People who entered the gates of St. Catherine’s Home were welcomed with warm greetings, the love in her words and the atmosphere of joy and confidence. This cordial openness to all people, her readiness to receive all, and mostly the poor, to welcome every child and to go out to all who were in need was more than a natural gift. It came from the depth of her person, from an inner wellspring that never dried up and allowed her to spend herself day and night in the service of others. It gave her the strength to attract so many more and inspire them to the generous service of the poor.
She was able to do all this because she had love for the poor and boundless confidence in the creator. This confidence was linked with an iron-will of giving every ounce of her strength and every of her time for the children. She loved everyone without expecting any reward, she said, “I love them, many times, I love them also when I receive nothing but ingratitude”.

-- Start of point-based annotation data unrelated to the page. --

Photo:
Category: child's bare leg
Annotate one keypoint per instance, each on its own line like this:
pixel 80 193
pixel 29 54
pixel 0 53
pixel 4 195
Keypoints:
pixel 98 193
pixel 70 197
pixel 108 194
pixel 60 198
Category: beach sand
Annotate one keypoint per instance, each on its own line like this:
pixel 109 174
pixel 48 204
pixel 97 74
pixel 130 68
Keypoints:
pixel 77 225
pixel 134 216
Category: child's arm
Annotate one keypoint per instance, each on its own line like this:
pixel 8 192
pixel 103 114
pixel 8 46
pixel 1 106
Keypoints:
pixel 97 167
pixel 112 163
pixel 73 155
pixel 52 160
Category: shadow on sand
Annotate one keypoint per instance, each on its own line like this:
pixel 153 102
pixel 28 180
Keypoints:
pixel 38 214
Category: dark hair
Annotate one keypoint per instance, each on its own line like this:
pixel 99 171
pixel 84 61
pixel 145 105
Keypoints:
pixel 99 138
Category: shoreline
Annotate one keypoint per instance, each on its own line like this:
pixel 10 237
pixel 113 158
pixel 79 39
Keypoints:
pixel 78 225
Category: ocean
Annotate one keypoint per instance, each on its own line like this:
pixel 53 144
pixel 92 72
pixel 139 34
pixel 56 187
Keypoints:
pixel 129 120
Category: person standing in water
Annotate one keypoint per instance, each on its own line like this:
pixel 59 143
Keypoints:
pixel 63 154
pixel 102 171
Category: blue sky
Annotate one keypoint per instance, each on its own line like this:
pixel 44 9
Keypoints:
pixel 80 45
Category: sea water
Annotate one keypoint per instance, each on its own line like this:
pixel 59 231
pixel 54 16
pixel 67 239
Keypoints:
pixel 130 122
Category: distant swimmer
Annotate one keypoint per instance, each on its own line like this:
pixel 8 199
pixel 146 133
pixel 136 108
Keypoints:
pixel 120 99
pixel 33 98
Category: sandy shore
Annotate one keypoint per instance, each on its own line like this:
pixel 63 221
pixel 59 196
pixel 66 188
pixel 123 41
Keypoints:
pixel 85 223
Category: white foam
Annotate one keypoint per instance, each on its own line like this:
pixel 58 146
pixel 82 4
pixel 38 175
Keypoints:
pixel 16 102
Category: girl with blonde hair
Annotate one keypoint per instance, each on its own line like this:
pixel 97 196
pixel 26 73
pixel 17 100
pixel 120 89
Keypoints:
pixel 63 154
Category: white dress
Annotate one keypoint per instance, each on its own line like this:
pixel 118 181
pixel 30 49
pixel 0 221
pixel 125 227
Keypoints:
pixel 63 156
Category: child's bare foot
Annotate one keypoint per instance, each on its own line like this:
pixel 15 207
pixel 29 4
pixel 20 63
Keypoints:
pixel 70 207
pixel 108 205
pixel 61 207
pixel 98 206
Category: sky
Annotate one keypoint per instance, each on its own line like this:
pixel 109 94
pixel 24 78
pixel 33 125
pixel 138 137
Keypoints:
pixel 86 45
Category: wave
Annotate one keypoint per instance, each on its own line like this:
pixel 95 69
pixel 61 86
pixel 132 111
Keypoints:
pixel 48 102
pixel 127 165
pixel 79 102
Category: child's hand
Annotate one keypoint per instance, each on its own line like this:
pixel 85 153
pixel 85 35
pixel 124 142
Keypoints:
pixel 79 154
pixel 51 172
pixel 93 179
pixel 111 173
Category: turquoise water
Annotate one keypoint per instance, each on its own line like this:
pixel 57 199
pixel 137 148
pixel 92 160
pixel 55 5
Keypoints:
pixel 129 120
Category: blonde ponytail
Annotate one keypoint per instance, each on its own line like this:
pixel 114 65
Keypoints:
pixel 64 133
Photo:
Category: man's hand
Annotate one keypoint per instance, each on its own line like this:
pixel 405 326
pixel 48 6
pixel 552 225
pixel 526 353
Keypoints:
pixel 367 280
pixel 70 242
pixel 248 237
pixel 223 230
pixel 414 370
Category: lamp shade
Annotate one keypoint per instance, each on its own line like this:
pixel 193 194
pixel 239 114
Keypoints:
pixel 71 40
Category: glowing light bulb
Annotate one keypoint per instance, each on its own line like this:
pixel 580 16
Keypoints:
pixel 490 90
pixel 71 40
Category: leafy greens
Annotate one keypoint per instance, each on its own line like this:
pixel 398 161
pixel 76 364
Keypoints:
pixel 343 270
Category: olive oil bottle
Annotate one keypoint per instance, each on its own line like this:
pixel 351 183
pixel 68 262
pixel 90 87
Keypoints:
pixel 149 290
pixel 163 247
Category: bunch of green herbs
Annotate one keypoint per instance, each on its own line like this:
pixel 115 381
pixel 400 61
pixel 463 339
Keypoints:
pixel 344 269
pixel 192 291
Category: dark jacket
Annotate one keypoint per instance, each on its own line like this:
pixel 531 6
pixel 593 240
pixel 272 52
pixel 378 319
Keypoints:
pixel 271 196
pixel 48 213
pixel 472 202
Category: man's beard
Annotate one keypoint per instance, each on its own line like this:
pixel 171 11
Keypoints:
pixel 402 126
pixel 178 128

When all was quiet in the evening she retired to her room to write letters – she loved to feel the silent presence of her friends. To her mother’s sister Klara she wrote: “It is so beautiful after all the rush of a full day to sit down for a short while with you. During the day I could not even dream of writing. Prayer was more for her than one of the daily duties. It was the core of her life. She saw all her work as her share in saving the downtrodden.
She communicated to the children the spirit of love and service to all with whom they lived. It was her great joy to see their work and their ever new readiness to share in the manifold tasks in the Home. The atmosphere of shared joy and love struck all the visitors of the Home.
She was able to make her benefactors feel that it was a privilege to share in the love of God. Her letters are not just appeals for help: she wants to make others happy also through her letters and to make them feel members of the large family, in a community of loving, sharing, serving. But it was more than merely human affection. She saw in each child, the beauty of God.
Fr Joseph Neuner S.J.
Our Co-founder – Fr. Joseph Neuner s.j was well acquainted with us, and knew our congregation from its early beingings. He was a friend, philosopher and guide of the Helpers of Mary. He sketched the life of Mother Anna Huberta and personality in his two ‘Mother Anna Huberta’ in 1986 and ‘Ripples of Love’ on the occasion of the Golden Jubilee of the Congregation in 1992.